Standardized encodings do not accurately represent schemas

Built-in encoding libraries do not scale well for system integrations. To integrate multiple systems or participate in a multi-application environment (which is what most businesses need and do nowadays), the byte sequences shared over the wire have to be usable by all applications.

Enter standardized encodings like JSON, XML, and CSV. They are textual formats, so they are somewhat readable. These encodings also tend to pack data and its structural information together, making them extremely useful. The schema information is embedded within the message and does not have to be maintained separately.

But these standard encodings have the problem of not being able to represent the data schema fully.
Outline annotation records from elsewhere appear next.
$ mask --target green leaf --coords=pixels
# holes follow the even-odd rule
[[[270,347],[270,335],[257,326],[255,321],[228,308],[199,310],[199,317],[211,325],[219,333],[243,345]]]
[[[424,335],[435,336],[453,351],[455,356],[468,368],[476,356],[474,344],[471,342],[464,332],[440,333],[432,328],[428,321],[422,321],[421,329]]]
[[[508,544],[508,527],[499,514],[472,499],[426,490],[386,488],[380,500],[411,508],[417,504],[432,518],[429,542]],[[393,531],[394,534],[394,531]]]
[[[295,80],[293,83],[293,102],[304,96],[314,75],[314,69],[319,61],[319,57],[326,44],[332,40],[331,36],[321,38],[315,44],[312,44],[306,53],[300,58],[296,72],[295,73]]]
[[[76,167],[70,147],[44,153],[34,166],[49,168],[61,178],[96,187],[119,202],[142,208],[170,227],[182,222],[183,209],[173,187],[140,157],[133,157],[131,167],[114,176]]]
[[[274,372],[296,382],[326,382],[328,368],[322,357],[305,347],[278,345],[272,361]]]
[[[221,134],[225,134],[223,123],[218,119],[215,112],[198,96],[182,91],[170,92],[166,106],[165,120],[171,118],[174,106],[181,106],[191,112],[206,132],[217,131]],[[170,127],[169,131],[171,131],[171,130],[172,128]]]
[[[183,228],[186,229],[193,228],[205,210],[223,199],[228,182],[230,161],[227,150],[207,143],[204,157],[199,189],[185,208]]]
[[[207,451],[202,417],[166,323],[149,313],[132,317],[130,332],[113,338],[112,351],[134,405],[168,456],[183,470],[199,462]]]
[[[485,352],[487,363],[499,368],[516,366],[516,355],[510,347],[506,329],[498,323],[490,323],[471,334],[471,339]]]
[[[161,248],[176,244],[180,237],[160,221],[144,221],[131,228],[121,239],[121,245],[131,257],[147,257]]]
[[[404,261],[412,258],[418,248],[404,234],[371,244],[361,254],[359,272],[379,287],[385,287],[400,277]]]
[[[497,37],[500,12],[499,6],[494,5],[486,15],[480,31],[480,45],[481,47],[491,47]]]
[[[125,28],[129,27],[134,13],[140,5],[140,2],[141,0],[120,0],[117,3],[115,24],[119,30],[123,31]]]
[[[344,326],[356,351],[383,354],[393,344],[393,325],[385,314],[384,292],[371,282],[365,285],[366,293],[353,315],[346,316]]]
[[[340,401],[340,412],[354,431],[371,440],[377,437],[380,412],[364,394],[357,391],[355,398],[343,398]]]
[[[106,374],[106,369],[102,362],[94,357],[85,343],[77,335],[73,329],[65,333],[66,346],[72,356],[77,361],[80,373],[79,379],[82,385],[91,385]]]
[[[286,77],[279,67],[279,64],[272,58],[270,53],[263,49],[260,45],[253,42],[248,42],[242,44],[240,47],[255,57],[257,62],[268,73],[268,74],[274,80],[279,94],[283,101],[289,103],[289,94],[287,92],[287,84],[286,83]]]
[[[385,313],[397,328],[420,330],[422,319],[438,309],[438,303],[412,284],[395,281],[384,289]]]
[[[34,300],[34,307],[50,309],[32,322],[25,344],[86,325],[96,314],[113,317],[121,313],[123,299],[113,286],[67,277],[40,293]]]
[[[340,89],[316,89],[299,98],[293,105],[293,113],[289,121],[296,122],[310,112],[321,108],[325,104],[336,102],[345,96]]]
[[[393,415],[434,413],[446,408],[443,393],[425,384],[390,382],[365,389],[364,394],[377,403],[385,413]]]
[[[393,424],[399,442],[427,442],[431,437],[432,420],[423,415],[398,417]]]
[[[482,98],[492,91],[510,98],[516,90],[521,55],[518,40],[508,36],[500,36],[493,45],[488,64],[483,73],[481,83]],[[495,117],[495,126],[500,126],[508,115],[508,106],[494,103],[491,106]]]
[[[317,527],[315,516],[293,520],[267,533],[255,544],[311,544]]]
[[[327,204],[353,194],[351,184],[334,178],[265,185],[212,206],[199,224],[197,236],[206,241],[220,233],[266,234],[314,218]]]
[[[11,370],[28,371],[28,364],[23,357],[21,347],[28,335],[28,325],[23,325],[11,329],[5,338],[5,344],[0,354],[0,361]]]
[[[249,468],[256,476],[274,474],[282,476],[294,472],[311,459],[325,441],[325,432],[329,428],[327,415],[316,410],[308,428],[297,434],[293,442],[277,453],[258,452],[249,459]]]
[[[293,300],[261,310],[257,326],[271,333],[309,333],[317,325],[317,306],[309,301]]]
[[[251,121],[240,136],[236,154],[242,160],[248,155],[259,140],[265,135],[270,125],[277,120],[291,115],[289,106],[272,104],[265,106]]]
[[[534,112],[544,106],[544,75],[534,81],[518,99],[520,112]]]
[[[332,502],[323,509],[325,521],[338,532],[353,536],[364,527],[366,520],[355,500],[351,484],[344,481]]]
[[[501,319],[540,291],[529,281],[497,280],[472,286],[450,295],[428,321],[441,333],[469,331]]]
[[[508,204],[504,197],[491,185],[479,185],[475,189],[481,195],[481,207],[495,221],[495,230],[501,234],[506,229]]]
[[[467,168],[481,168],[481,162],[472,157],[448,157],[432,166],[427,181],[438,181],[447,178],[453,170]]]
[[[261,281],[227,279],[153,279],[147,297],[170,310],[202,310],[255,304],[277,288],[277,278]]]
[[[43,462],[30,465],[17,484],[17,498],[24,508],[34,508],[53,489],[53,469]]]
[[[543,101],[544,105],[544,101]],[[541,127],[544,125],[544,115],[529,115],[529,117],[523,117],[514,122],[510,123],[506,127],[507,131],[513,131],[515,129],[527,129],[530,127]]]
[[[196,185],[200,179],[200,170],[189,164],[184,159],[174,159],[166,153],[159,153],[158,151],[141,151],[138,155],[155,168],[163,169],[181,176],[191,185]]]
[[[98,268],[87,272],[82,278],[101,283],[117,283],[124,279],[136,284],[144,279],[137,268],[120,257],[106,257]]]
While there is optional support for JSON and XML schemas, learning and implementing the schema languages is quite complicated, prompting most applications not to bother using schemas. Since the correct interpretation of data depends on the schema, applications need to hardcode the encoding/decoding logic. JSON also does not support namespaces, which would allow applications to combine data from separate systems.

There is also a lot of ambiguity around encoding numbers. XML and CSV do not distinguish between a number and a string, while JSON can. But JSON does not distinguish integers and floating-point numbers, and it doesn't specify a precision. Applications dealing with large numbers have a significant problem because some programming languages do not accurately parse double-precision floating-point numbers.

Standardized encoding formats lack support binary strings (sequences of bytes without a character encoding). Applications can get around this limitation by encoding the binary data as text using Base64 representation and indicating that the value is Base-64 encoded in the schema. Base64 strings work well, but they increase the data size by 33% and need careful handling in application code.

CSV does not support any schema, so it is left to the application to define each row and column's meaning. It serves well as the lowest-common-denominator encoding format but can be hard to maintain as application schema changes and evolves.

Despite these shortcomings, JSON, XML, and CSV have proven valuable for many purposes, especially as data interchange formats. While efficiency and performance are essential for encoding formats, their ability to get disparate, remotely-located teams and applications to talk to each other is their most significant advantage.